With two bearish impulse legs on the hourly chart since Friday morning, Netflix gave us ample time to exit our small position with a profit of as much as $324, depending on which of the signals you heeded. Despite our short-term bull play, Netflix was a sitting duck ahead of Monday’s earnings. The earnings were great, as was the news that 630,000 new subscribers had come aboard. However, that didn’t stop the Wall Street crime syndicate that manipulates the stock for a living from sending it into a $30 dive after the close.

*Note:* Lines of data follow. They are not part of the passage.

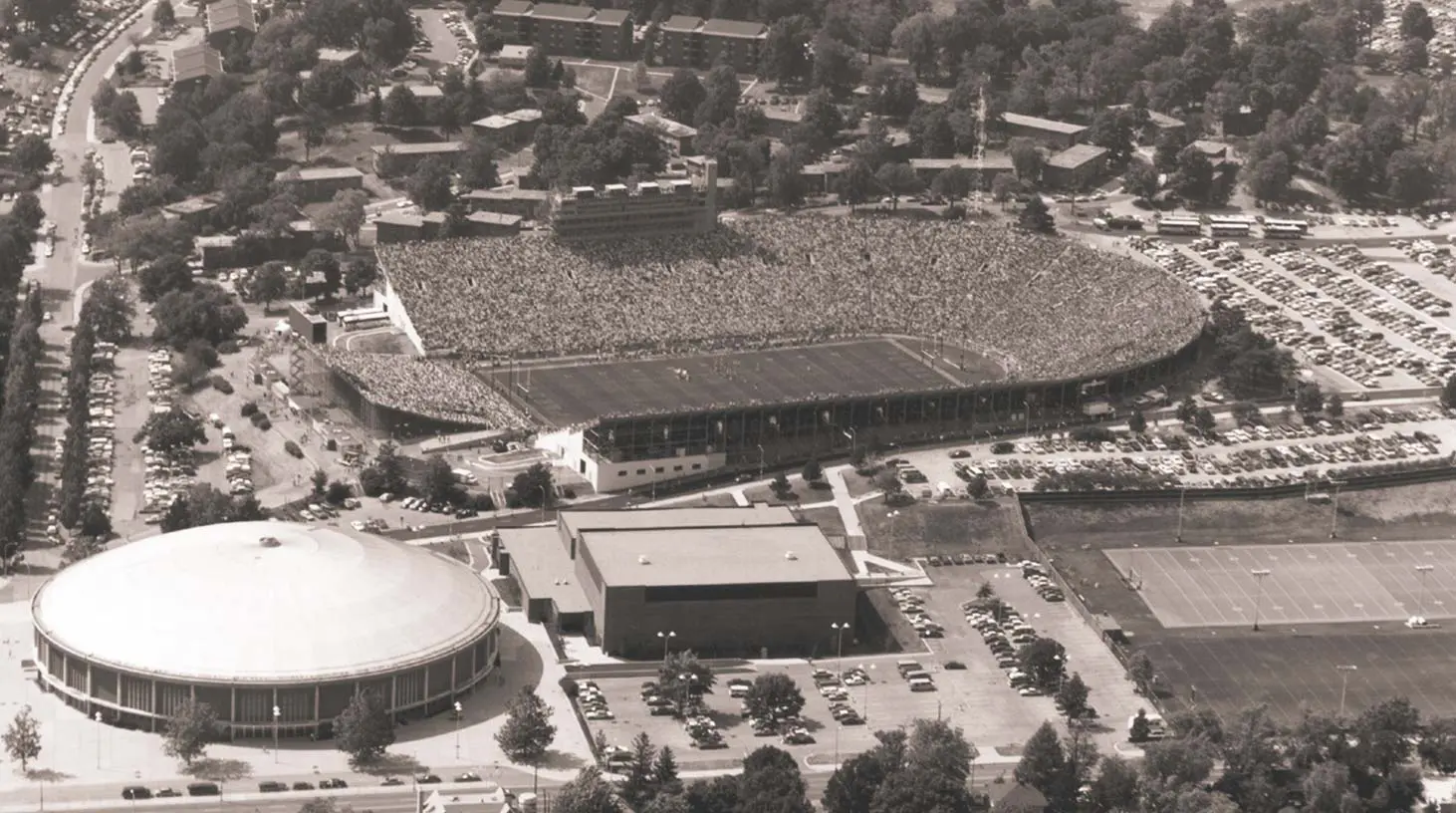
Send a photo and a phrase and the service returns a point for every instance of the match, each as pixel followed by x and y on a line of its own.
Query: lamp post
pixel 839 645
pixel 1344 680
pixel 1258 596
pixel 459 711
pixel 1420 596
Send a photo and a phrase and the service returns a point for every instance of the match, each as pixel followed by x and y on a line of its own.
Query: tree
pixel 898 179
pixel 32 153
pixel 939 749
pixel 681 95
pixel 163 15
pixel 268 283
pixel 1415 22
pixel 364 728
pixel 774 693
pixel 315 130
pixel 188 730
pixel 1072 696
pixel 22 739
pixel 402 108
pixel 172 430
pixel 1037 217
pixel 322 264
pixel 204 312
pixel 1136 422
pixel 162 276
pixel 535 487
pixel 587 793
pixel 527 731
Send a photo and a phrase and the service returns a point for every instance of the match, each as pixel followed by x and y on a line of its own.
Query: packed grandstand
pixel 1055 308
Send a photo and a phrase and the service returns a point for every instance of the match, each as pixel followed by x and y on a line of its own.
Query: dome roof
pixel 265 601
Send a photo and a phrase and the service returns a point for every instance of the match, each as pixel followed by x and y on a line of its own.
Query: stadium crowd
pixel 1053 308
pixel 422 387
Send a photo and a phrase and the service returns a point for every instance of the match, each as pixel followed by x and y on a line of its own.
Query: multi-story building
pixel 565 31
pixel 680 205
pixel 676 137
pixel 700 44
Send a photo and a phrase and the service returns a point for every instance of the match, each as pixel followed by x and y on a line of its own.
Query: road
pixel 363 800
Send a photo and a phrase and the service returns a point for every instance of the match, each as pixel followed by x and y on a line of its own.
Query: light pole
pixel 839 645
pixel 1258 596
pixel 459 712
pixel 1420 598
pixel 1344 680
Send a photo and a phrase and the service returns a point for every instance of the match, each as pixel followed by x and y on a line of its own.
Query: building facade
pixel 719 582
pixel 565 31
pixel 687 41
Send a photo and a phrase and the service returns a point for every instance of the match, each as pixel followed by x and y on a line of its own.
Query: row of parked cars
pixel 911 607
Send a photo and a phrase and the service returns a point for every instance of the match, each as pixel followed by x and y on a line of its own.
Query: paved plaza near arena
pixel 1317 583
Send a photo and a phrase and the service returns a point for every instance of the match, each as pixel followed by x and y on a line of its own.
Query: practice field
pixel 577 394
pixel 1292 674
pixel 1323 583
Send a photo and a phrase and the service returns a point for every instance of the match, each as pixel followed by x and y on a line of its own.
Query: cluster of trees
pixel 1333 764
pixel 105 317
pixel 22 349
pixel 119 110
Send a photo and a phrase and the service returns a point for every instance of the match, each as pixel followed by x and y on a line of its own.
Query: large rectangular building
pixel 565 31
pixel 719 582
pixel 687 41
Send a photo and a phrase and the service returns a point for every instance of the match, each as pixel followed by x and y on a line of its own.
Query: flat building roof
pixel 668 557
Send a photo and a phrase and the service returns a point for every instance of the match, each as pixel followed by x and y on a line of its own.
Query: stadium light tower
pixel 1420 596
pixel 1344 680
pixel 1258 596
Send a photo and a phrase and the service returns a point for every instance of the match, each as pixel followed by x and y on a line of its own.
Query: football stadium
pixel 765 341
pixel 274 626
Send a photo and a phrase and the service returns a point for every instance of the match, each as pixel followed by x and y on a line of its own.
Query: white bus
pixel 1179 226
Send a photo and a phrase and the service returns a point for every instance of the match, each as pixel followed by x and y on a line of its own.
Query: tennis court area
pixel 1291 585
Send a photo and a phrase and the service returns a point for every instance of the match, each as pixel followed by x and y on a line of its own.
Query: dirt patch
pixel 826 517
pixel 985 526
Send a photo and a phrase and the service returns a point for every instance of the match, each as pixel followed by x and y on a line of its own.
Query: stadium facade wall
pixel 774 435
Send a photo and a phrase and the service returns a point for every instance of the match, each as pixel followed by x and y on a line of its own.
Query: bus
pixel 1283 230
pixel 1179 226
pixel 1229 229
pixel 363 318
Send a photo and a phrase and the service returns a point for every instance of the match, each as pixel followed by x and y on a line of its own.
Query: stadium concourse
pixel 898 330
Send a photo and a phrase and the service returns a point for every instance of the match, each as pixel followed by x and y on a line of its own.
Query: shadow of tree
pixel 389 765
pixel 219 769
pixel 47 775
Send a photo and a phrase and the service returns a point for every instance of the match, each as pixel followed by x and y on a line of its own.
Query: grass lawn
pixel 983 526
pixel 826 517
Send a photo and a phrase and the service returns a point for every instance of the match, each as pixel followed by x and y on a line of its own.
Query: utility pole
pixel 1258 596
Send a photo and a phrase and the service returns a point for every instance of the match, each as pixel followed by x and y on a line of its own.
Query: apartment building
pixel 686 41
pixel 565 31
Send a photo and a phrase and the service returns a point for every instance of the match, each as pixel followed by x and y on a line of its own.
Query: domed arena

Once again, we should be grateful that we had no inkling of how good the earnings report would be. It should be clear by now that those who did have an inkling, and who logically assumed the news would drive the stock sharply higher, got sandbagged. However, you’ll want to keep in mind that no stock ever gets hit as badly as NFLX did yesterday afternoon unless DaBoyz are eager to buy it at distress prices. Although it will be scant consolation to the widows and pensioners who got shaken out of the stock in the throes of Monday’s 12% plunge, the plunge itself should be viewed as evidence that Netflix’s sleazy handlers intend to run up the stock again once granny has been separated from her shares.

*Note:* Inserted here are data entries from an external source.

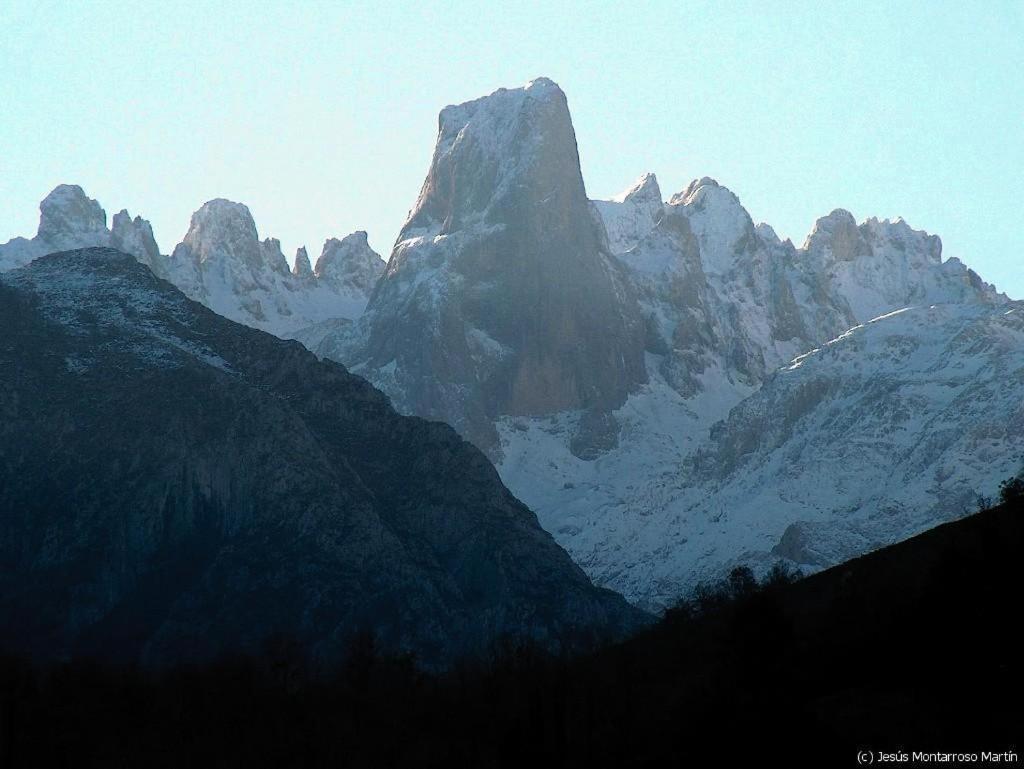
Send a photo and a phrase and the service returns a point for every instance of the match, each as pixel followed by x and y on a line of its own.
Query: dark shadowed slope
pixel 909 648
pixel 173 484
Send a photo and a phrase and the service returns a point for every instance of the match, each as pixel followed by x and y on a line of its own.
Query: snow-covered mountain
pixel 221 262
pixel 500 296
pixel 669 385
pixel 177 486
pixel 636 486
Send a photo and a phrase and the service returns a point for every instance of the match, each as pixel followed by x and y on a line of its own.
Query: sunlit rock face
pixel 501 297
pixel 221 261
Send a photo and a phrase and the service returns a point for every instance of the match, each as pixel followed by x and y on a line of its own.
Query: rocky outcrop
pixel 221 262
pixel 242 489
pixel 135 237
pixel 500 297
pixel 68 218
pixel 630 216
pixel 302 268
pixel 349 264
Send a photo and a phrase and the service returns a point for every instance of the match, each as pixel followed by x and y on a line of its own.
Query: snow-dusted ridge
pixel 671 387
pixel 221 262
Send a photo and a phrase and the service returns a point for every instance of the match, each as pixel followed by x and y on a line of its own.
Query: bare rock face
pixel 349 263
pixel 500 297
pixel 221 261
pixel 69 218
pixel 631 215
pixel 135 237
pixel 241 489
pixel 302 268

Meanwhile, we must congratulate the aforesaid sleazeballs (aka arse bandits) for concocting the persuasive ‘buy’ story that was used to push NFLX to recent highs of around $270. The company was going to reap a fortune from its foray into Hollywood and the ‘content’ business. Or so the story went. There may be a profit in producing hit TV shows and movies, but if it were all that easy Disney would not be writing off hundreds of millions of dollars in losses for its recent bomb, The Lone Ranger. And now, we eagerly await whatever imaginative spin Wall Street employs to drive the stock upwards of $300. _______ UPDATE (July 26, 8:23 p.m. EDT): The finishing stroke to yesterday’s rally was a short, bullish impulse leg that had been mostly corrected at the bell (see inset, a new chart). The stock was nominally on a buy signal, but if you miss it there’s another potential opportunity to ‘camo’ your way aboard using the subtle external peak at 248.50 that I’ve highlighted. A pop that exceeds it slightly, followed by a b-c pullback, could be your entry ticket. ________ UPDATE (August 5 at 9:35 a.m.): The trade suggested above will no longer work, since DaSleazeballs have gapped the stock lower today. My strong hunch is that this shakedown will be reversed later today — perhaps within minutes — once supply has been exhausted. Accordingly, you should look for a tradable turn on the one-minute chart. _______ UPDATE (Later in the day): What a shocking surprise. DaSleazeballs goosed the stock $12 after they’d finished shaking down the rubes to as low as 241.70. Then they had the chutzpah to close the stock on the high of the day, 253.84, the better to squeeze shorts on tomorrow’s opening. Capone is probably cursing himself in hell for having toiled as a bootlegger rather than as a white collar exchange specialist. _______ UPDATE (August 12): The current rally target at 295.60 lies 18% above current levels (see inset, a fresh chart), but it could be a tiresome slog getting there. The consolidation at p could offer camo buying opportunities galore, but be prepared to take small profits on rallies that don’t pan out. _______ UPDATE (August 20, 10:05 p.m. EDT): A ‘tiresome slog’ this ain’t. In fact, so steep and relentless was yesterday’s surge — call it a wilding spree — that it would have stopped out only one trade executed at ‘x’ on the 5-minute chart. If you’re looking to leverage a likelihood today, watch for a stall at exactly 277.02. The chart, a new one, shows why.